Robin Frohardt

Andrew W. Mellon Foundation Distil Fellow

Artist, puppet designer, and director.

Robin Frohardt takes the mundane, everyday items and experiences, adds her creativity and unique sense of humor, and transforms them into thought-provoking art.

An artist, puppet designer, and director, Frohardt’s inventive work has received national recognition, including from the Guggenheim Foundation, which awarded her a fellowship in 2018.

During Frohardt’s DisTIL residency, she collaborated with UNC faculty and students from departments including archaeology, public health, public policy and Romance Languages, as well as campus environmental groups, the Center for the Study of the American South, BeAM Makerspace, and others. These partnerships directly informed her work on The Plastic Bag Store, an installation and performance that she developed during her time as a DisTIL Fellow. The Plastic Bag Store premiered in September 2018 at CPA’s CURRENT ArtSpace + Studio.

Her collaborations led to numerous other events, including Plasticon in spring 2018, a day-long festival to bring together UNC and the local community to collectively acknowledge and understand the effects of disposable plastic packaging on our planet, featuring Frohardt’s plastic art installations, activities and information from sustainability groups, and more.

Since its premiere at Carolina Performing Arts, The Plastic Bag Store has been scheduled as an installation in Times Square.

READ More ABOUT ROBIN’S RESIDENCY AT CPA

As part of her work at UNC as a Mellon DisTIL Fellow, Frohardt is creating a large-scale installation called The Plastic Bag Store. She hopes that her work will be a fun and engaging way for the audience to think more deeply about one of the most ubiquitous objects in our lives: the plastic bag. “I’m building a fake grocery store in a real storefront that seems like a regular grocery store except that everything inside this grocery store is actually just plastic bags–packaging inside of packaging inside of packaging,” says Frohardt. She will explore UNC faculty research into the impact of plastic bags in our environment today, new ideas to lessen plastic’s impact on our future, and how archaeologists study the containers and remnants from the past.

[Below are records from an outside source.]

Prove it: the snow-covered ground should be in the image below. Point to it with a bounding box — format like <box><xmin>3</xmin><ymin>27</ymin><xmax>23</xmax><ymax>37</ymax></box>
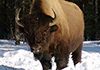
<box><xmin>0</xmin><ymin>40</ymin><xmax>100</xmax><ymax>70</ymax></box>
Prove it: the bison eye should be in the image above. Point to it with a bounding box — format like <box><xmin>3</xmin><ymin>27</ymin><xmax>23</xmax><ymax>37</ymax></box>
<box><xmin>43</xmin><ymin>31</ymin><xmax>47</xmax><ymax>36</ymax></box>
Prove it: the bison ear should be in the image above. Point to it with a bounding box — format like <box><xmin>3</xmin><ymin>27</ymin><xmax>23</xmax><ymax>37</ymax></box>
<box><xmin>50</xmin><ymin>25</ymin><xmax>58</xmax><ymax>32</ymax></box>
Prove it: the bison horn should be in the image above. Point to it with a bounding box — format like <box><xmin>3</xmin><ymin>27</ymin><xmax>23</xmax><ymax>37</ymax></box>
<box><xmin>49</xmin><ymin>9</ymin><xmax>58</xmax><ymax>26</ymax></box>
<box><xmin>15</xmin><ymin>8</ymin><xmax>24</xmax><ymax>27</ymax></box>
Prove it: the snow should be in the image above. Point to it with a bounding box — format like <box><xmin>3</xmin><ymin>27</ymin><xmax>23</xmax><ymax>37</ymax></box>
<box><xmin>0</xmin><ymin>40</ymin><xmax>100</xmax><ymax>70</ymax></box>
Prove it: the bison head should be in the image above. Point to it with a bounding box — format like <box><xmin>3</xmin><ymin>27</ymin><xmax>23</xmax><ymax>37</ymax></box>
<box><xmin>16</xmin><ymin>10</ymin><xmax>58</xmax><ymax>59</ymax></box>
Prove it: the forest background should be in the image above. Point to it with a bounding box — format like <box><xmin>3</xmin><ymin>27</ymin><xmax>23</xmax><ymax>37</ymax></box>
<box><xmin>0</xmin><ymin>0</ymin><xmax>100</xmax><ymax>40</ymax></box>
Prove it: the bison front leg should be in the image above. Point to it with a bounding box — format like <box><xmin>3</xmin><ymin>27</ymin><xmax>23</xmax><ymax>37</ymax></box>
<box><xmin>55</xmin><ymin>55</ymin><xmax>69</xmax><ymax>70</ymax></box>
<box><xmin>40</xmin><ymin>59</ymin><xmax>52</xmax><ymax>70</ymax></box>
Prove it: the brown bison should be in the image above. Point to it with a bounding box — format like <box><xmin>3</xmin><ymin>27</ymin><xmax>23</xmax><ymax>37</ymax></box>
<box><xmin>17</xmin><ymin>0</ymin><xmax>84</xmax><ymax>70</ymax></box>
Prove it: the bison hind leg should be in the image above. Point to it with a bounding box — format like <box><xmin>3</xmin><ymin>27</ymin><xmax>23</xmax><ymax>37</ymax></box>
<box><xmin>72</xmin><ymin>43</ymin><xmax>82</xmax><ymax>65</ymax></box>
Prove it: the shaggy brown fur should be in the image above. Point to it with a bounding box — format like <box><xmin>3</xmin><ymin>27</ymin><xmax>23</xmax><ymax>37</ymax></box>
<box><xmin>19</xmin><ymin>0</ymin><xmax>84</xmax><ymax>70</ymax></box>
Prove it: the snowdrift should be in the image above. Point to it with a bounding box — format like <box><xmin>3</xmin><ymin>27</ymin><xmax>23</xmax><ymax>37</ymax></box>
<box><xmin>0</xmin><ymin>40</ymin><xmax>100</xmax><ymax>70</ymax></box>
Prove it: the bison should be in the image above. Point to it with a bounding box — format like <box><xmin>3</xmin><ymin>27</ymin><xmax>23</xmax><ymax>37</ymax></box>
<box><xmin>16</xmin><ymin>0</ymin><xmax>84</xmax><ymax>70</ymax></box>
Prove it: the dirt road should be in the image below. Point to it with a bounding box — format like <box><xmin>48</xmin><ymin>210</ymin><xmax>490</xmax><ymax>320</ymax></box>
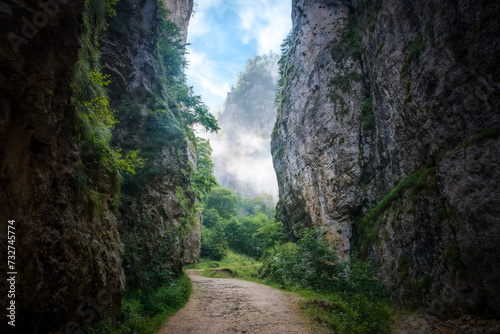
<box><xmin>159</xmin><ymin>270</ymin><xmax>311</xmax><ymax>334</ymax></box>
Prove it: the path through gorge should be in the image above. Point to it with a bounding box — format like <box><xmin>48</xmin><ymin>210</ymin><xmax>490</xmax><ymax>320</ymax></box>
<box><xmin>159</xmin><ymin>270</ymin><xmax>312</xmax><ymax>334</ymax></box>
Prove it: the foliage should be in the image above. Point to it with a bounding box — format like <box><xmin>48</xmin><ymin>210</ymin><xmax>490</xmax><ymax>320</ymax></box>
<box><xmin>224</xmin><ymin>212</ymin><xmax>271</xmax><ymax>258</ymax></box>
<box><xmin>231</xmin><ymin>53</ymin><xmax>279</xmax><ymax>96</ymax></box>
<box><xmin>157</xmin><ymin>0</ymin><xmax>219</xmax><ymax>131</ymax></box>
<box><xmin>253</xmin><ymin>220</ymin><xmax>285</xmax><ymax>252</ymax></box>
<box><xmin>262</xmin><ymin>228</ymin><xmax>339</xmax><ymax>289</ymax></box>
<box><xmin>86</xmin><ymin>275</ymin><xmax>191</xmax><ymax>334</ymax></box>
<box><xmin>331</xmin><ymin>15</ymin><xmax>363</xmax><ymax>63</ymax></box>
<box><xmin>184</xmin><ymin>250</ymin><xmax>262</xmax><ymax>282</ymax></box>
<box><xmin>359</xmin><ymin>167</ymin><xmax>436</xmax><ymax>247</ymax></box>
<box><xmin>191</xmin><ymin>138</ymin><xmax>217</xmax><ymax>201</ymax></box>
<box><xmin>205</xmin><ymin>188</ymin><xmax>238</xmax><ymax>219</ymax></box>
<box><xmin>200</xmin><ymin>223</ymin><xmax>228</xmax><ymax>261</ymax></box>
<box><xmin>70</xmin><ymin>0</ymin><xmax>145</xmax><ymax>209</ymax></box>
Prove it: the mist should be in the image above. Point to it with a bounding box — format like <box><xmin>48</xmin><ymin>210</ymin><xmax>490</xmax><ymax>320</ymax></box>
<box><xmin>200</xmin><ymin>54</ymin><xmax>279</xmax><ymax>202</ymax></box>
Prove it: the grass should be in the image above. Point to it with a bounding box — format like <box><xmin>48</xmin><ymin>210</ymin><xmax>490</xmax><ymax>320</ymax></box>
<box><xmin>188</xmin><ymin>251</ymin><xmax>394</xmax><ymax>334</ymax></box>
<box><xmin>86</xmin><ymin>274</ymin><xmax>191</xmax><ymax>334</ymax></box>
<box><xmin>184</xmin><ymin>250</ymin><xmax>263</xmax><ymax>283</ymax></box>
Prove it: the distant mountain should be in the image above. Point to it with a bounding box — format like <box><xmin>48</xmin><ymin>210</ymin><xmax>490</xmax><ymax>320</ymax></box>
<box><xmin>210</xmin><ymin>54</ymin><xmax>279</xmax><ymax>200</ymax></box>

The grocery store will also be the setting for an interactive play. “Audience members will be able to travel down aisles that will twist and turn; scenes will be revealed; and trap doors will open,” she says. “In this setting, the audience will be experiencing a play that is about the present day and the far-off future where people are excavating, analyzing, interpreting, and misinterpreting all of this plastic garbage that we have left behind.”

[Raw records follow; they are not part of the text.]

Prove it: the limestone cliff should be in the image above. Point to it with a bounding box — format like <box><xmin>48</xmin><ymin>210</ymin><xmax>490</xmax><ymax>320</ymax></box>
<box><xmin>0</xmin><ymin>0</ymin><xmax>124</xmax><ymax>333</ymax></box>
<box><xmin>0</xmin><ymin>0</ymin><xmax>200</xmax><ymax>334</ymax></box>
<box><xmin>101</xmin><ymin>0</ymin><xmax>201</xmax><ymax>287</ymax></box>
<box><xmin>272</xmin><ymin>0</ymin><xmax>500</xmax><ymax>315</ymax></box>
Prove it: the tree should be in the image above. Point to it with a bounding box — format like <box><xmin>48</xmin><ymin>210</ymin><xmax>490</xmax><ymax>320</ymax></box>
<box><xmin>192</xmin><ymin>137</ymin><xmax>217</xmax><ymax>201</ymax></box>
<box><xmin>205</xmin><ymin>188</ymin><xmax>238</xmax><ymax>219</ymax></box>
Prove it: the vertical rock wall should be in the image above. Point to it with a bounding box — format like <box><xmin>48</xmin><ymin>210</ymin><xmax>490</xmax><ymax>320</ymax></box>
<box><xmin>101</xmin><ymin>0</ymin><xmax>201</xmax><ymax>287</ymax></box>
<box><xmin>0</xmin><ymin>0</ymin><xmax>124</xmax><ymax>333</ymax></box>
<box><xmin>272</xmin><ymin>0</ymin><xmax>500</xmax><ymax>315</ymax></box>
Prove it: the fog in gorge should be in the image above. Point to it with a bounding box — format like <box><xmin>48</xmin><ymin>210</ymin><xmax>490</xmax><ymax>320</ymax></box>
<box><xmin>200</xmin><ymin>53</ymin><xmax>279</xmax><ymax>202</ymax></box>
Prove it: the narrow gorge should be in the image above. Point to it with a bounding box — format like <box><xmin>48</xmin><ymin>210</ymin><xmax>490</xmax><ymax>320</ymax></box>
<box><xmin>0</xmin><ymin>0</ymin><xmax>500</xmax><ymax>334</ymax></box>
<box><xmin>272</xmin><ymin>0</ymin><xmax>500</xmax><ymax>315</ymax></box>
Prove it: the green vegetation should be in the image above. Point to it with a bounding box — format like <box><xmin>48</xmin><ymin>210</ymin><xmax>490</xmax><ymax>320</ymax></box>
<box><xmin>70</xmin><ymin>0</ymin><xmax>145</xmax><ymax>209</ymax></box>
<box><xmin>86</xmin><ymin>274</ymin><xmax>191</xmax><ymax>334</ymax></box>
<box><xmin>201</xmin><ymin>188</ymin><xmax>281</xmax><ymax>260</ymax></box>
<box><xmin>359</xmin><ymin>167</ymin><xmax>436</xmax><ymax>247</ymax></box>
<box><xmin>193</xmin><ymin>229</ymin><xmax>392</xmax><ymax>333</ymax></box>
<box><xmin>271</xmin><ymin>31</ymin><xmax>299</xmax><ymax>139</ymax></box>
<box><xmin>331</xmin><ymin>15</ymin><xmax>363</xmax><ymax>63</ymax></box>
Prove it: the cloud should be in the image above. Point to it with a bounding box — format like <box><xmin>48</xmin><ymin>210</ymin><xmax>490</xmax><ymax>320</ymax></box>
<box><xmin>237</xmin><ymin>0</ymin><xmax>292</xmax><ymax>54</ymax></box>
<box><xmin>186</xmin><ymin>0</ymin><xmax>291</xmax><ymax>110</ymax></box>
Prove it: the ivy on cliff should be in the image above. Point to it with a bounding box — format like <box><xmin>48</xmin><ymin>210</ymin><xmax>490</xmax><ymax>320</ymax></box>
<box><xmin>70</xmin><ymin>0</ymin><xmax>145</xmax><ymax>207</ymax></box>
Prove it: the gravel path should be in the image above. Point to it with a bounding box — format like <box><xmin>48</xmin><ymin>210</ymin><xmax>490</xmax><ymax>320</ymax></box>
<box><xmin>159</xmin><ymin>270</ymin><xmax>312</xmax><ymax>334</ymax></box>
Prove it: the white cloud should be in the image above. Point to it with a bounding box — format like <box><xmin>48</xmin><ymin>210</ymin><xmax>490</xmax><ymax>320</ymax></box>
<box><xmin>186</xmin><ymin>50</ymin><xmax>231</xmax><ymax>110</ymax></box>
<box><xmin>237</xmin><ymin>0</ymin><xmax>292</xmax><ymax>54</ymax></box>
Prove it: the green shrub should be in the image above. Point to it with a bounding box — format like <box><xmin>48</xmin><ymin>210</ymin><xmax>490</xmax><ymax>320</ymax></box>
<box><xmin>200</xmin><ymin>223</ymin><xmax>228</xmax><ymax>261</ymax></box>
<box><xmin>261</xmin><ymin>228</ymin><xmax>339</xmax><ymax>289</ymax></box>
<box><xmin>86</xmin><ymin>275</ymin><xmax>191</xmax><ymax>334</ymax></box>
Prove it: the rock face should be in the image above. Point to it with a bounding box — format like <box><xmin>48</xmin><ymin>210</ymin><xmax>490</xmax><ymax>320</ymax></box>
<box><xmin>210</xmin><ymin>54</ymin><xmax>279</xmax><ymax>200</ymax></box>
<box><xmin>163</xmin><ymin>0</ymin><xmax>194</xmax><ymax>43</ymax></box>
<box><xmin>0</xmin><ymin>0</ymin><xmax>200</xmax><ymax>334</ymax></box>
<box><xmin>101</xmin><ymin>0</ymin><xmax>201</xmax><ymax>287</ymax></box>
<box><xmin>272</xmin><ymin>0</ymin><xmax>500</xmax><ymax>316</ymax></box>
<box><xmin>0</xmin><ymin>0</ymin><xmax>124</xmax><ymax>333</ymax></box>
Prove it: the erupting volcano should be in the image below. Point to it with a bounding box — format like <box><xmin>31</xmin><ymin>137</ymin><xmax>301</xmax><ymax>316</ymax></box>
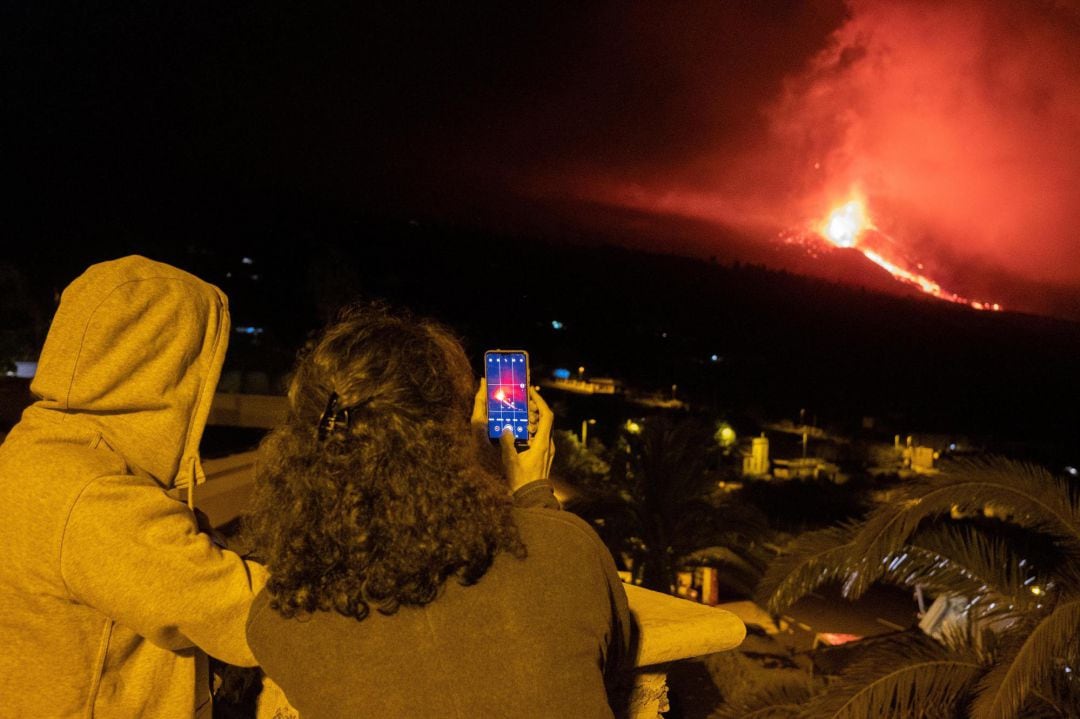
<box><xmin>816</xmin><ymin>198</ymin><xmax>1002</xmax><ymax>312</ymax></box>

Frohardt appreciates that the Mellow DisTIL Fellowship offers a longer period to explore ideas involved in The Plastic Bag Store and gives her access to the different departments of the university. “I’m working with people in the archaeology department, as well as art history, to investigate further some of the ideas that the store addresses which is a rare opportunity,” she says. “I’m hoping that it will add depth to the work, help with the educational component of the work, and add to the overall quality.” Beyond the ideas that emerge from The Plastic Bag Store, she expects that her next project will be born from her experiences at UNC.

Frohardt says that the collaborative nature of a college campus enhances her creativity. “There’s a tendency, if you were to sit alone in your studio, to spin your gears mentally and just have the same ideas be churning and churning and churning,” says Frohardt. “But the have access to all the different minds that are here at UNC: there are other gears that are spinning that I can make contact with and they can send me off in a different direction. There’s time for things to ferment and bubble to the surface that otherwise would not have had an opportunity to do so.”

Michele Lynn

The Plastic Bag Store at CURRENT ArtSpace + Studio

Frohardt created The Plastic Bag Store as a part of her Andrew W. Mellon DisTIL Fellowship through Carolina Performing Arts. The art exhibit and puppet performances, housed within a space Frohardt outfitted to look like a real grocery store, featured everyday household and food items with a plastic-themed twist to call attention to the environmental and health issues that arise from plastic waste.